I have never been good with the telephonic conversations, never. I thought I would improve after having travelled far away from home. It’s almost been one year since I left home but I am yet to see any substantial improvement! One improvement though is that I don’t ask “Vechidattuma?” (shall I cut the call now?) every 2 minutes any more. That in itself is a big achievement. But there is a big problem area that I would have to improve upon – “Faking my mood”. It might sound really insignificant. How does it matter might be the question. But when you are thousands of miles away from home, when every word you utter and the tone that you speak in is being taken seriously (which obviously does not happen when you are at home) it’s very important. Because you might end up in trouble like how I did last week.
Last Sunday was one heck of a day. For some strange reason I wasn’t at my best. Nothing worked. I was bored to hell. I tried to read a book but I got no further than the first page. I tried calling up a couple of friends, one wasn’t reachable and the other was not in a position to talk (he was travelling. Don’t think otherwise), even G- talk was deserted. Such was my mood that even “Friends” series was a bit boring.
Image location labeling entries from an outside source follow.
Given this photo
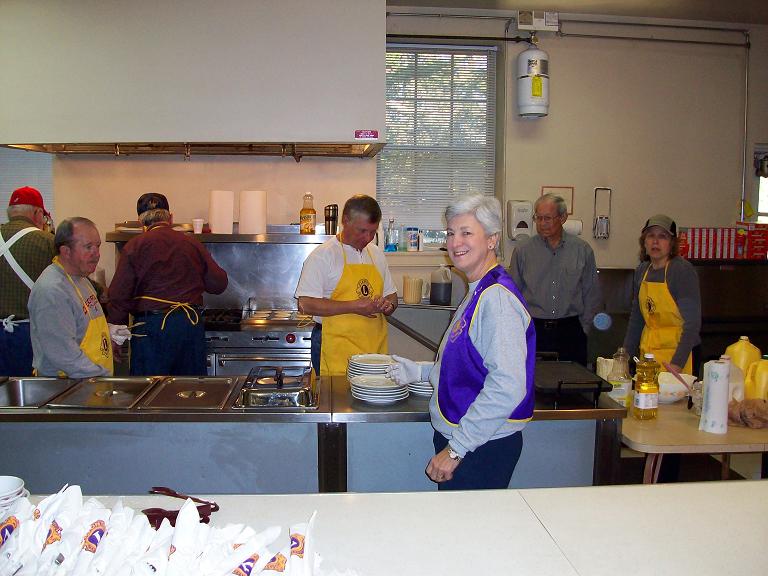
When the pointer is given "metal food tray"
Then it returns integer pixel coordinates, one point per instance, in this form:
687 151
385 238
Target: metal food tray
107 393
191 393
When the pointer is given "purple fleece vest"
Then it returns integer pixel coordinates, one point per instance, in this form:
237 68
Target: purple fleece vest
462 373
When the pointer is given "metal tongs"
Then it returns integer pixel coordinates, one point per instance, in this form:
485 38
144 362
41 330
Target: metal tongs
156 515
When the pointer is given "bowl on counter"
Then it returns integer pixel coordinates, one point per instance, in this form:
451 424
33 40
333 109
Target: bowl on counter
670 389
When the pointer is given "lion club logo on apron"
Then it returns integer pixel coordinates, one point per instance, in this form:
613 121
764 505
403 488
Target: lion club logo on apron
650 305
104 348
364 289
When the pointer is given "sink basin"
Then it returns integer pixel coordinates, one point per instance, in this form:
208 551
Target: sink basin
106 393
31 392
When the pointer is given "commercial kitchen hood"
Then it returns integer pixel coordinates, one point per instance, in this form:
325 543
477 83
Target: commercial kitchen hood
295 150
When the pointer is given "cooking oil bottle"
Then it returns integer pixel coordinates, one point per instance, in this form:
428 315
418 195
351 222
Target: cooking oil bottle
308 216
646 401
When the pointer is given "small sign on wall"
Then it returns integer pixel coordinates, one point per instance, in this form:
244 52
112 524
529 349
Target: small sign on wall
565 192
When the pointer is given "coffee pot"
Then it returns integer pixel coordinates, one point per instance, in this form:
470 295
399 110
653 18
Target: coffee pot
440 286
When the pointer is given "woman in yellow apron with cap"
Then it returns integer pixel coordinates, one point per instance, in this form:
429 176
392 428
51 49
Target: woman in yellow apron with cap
666 314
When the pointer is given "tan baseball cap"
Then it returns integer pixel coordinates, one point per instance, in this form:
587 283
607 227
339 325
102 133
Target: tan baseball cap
662 221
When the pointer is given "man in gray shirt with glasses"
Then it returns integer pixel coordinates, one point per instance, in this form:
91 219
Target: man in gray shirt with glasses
557 275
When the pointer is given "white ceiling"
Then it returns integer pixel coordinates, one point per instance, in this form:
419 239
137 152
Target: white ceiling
735 11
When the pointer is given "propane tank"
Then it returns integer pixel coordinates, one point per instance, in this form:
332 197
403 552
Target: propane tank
533 83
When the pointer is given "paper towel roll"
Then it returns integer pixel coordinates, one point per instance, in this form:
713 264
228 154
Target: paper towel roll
573 227
253 212
221 211
714 411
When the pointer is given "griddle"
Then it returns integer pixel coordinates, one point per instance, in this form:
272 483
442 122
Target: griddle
560 379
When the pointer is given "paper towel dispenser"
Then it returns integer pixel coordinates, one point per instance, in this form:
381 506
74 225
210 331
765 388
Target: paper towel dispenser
519 219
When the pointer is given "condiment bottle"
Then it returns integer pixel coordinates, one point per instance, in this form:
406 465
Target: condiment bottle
308 216
645 405
619 377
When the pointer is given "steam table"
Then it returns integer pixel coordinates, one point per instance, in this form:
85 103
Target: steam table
676 431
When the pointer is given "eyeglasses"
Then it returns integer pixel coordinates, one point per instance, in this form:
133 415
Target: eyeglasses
156 515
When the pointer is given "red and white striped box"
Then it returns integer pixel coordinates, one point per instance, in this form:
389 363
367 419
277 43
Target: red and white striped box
716 243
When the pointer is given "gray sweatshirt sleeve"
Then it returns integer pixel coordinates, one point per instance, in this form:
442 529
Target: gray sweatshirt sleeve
55 340
684 287
498 333
636 321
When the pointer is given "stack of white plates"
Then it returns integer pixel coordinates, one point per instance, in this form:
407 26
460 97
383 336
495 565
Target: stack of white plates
421 388
377 389
368 365
11 489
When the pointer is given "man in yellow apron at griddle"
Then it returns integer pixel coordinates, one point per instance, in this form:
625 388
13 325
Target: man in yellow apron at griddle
70 334
346 285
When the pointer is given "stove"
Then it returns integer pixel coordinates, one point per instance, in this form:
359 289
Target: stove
238 340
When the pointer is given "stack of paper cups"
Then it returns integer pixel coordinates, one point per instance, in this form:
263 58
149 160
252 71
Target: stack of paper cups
253 212
714 412
221 211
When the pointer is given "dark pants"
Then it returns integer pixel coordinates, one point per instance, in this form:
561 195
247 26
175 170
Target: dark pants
178 350
564 336
16 351
317 340
489 467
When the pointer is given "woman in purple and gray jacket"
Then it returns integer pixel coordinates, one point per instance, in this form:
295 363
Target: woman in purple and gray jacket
483 375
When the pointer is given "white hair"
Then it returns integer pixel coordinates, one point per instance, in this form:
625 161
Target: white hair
487 210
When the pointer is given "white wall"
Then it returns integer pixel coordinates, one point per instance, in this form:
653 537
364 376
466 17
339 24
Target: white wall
106 189
659 123
191 70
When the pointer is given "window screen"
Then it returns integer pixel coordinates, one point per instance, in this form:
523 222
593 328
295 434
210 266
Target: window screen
441 139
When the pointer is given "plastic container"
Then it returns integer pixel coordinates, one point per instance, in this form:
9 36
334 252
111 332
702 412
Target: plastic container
743 353
440 285
756 380
308 215
645 405
619 377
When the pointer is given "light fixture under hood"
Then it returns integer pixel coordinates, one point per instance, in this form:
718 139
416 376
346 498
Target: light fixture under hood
297 151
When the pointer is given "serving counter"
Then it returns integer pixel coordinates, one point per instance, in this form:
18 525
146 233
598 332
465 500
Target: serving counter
343 445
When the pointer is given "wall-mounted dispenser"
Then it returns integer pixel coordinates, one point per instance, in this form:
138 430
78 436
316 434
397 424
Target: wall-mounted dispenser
519 219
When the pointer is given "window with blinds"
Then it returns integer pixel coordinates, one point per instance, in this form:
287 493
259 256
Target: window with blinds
441 131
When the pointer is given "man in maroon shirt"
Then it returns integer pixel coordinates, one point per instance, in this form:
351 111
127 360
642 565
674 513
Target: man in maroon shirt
160 279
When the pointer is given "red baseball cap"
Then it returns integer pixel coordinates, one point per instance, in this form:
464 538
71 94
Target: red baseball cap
28 196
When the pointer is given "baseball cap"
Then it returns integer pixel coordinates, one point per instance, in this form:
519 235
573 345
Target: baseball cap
662 221
151 201
28 196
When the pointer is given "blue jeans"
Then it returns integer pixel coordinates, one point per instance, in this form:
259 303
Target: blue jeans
489 467
178 350
16 351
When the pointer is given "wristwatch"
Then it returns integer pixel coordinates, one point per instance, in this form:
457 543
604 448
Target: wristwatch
453 455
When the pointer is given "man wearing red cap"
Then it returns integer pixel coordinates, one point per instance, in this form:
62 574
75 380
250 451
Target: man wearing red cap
26 248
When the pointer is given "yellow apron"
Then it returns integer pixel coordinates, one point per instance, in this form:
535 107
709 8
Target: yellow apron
348 334
188 309
96 344
663 321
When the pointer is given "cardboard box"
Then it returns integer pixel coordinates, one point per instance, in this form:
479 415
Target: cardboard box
710 243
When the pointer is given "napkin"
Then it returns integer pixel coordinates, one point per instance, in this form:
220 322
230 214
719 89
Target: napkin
714 411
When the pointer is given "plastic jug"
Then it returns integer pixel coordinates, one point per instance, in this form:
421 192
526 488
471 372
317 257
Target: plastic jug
735 380
756 381
440 286
743 353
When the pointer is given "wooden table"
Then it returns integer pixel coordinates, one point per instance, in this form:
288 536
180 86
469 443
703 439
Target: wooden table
676 431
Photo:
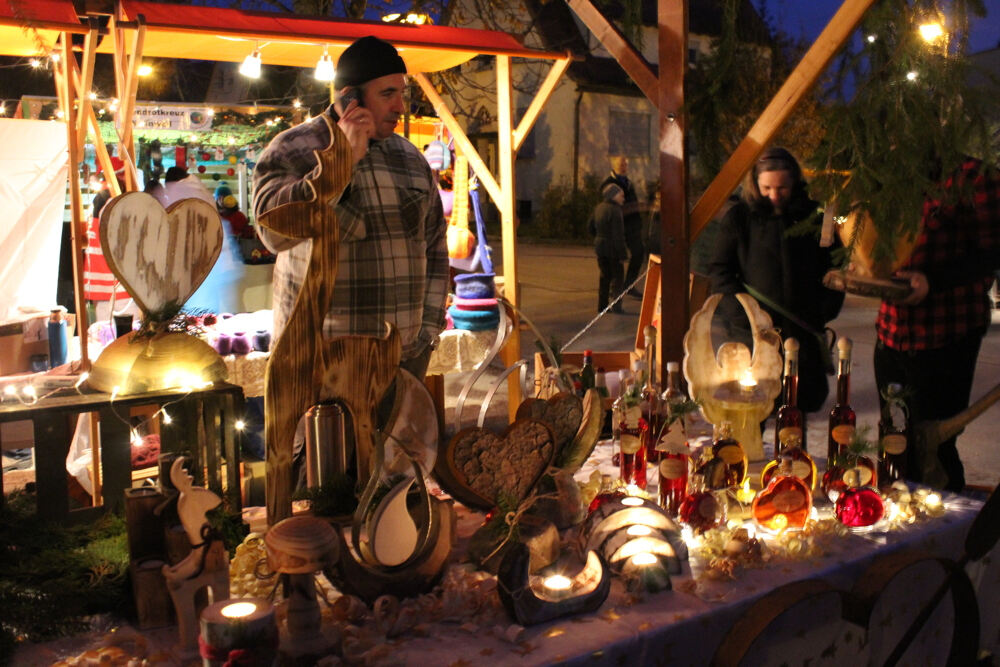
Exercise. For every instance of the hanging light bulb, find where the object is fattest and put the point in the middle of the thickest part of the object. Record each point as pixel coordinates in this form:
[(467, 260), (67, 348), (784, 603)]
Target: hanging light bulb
[(251, 65), (324, 68)]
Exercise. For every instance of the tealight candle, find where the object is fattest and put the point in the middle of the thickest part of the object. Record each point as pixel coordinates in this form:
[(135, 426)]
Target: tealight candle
[(245, 626)]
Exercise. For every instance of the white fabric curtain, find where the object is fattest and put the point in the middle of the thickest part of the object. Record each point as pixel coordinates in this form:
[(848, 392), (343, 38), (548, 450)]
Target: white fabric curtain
[(33, 164)]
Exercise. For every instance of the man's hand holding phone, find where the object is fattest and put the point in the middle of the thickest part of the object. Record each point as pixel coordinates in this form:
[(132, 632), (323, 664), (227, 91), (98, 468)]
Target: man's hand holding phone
[(355, 121)]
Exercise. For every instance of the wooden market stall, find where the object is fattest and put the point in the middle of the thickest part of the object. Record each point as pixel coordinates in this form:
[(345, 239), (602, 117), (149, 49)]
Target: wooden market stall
[(137, 29)]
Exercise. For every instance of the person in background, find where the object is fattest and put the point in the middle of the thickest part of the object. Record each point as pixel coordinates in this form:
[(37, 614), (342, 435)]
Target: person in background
[(178, 184), (608, 228), (221, 291), (758, 251), (633, 221), (929, 342)]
That is when I had to take a call from my parents. Now, talking to parents over the phone even if I am in a good mood is tricky, let alone talking to them whilst in bad mood. I say it’s tricky because more often than not I end up either giving too much information and get them to worry or give them very little info and run into the risk of answering their wild imaginations. Maintaining this balance is a big challenge.
So yes, my parents called and I carefully (or so I thought) cut the call down in a few minutes saying that I was tired and I wanted to sleep. I didn’t want to let them know that my mood wasn’t upbeat because that would prompt some obvious questions like why? What happened? Etc … I believe everyone would know the pain in answering these questions. My parents sounded like as if they were very understanding (again…so I thought).It also made me believe that I had improved my ability to fake things over the phone.
Imagine how bad I must have been in faking my mood if my father had mailed me the below link saying “an interesting site”
http://moodgym.anu.edu.au/welcome
When I saw the link, I was actually fine with it. As in, I thought I had only failed with the faking part. Little did I know that I had actually painted a picture far worse than the actual one. To help you understand the extent to which my faking had failed I have pasted the first Q & A from FAQ’s section in Mood gym (Below).
What is MoodGYM?
MoodGYM is an innovative, interactive web program designed to prevent depression. It consists of five modules, an interactive game, anxiety and depression assessments, downloadable relaxation audio, a workbook and feedback assessment.
Using flashed diagrams and online exercises, MoodGYM teaches the principles of cognitive behaviour therapy – a proven treatment for depression. It also demonstrates the relationship between thoughts and emotions, and works through dealing with stress and relationship break-ups, as well as teaching relaxation and meditation techniques.
I had a hearty laugh. Yes! i’ve fooled my father, just that he thinks that I am a little mentally ill now. It doesn’t make a big difference or does it?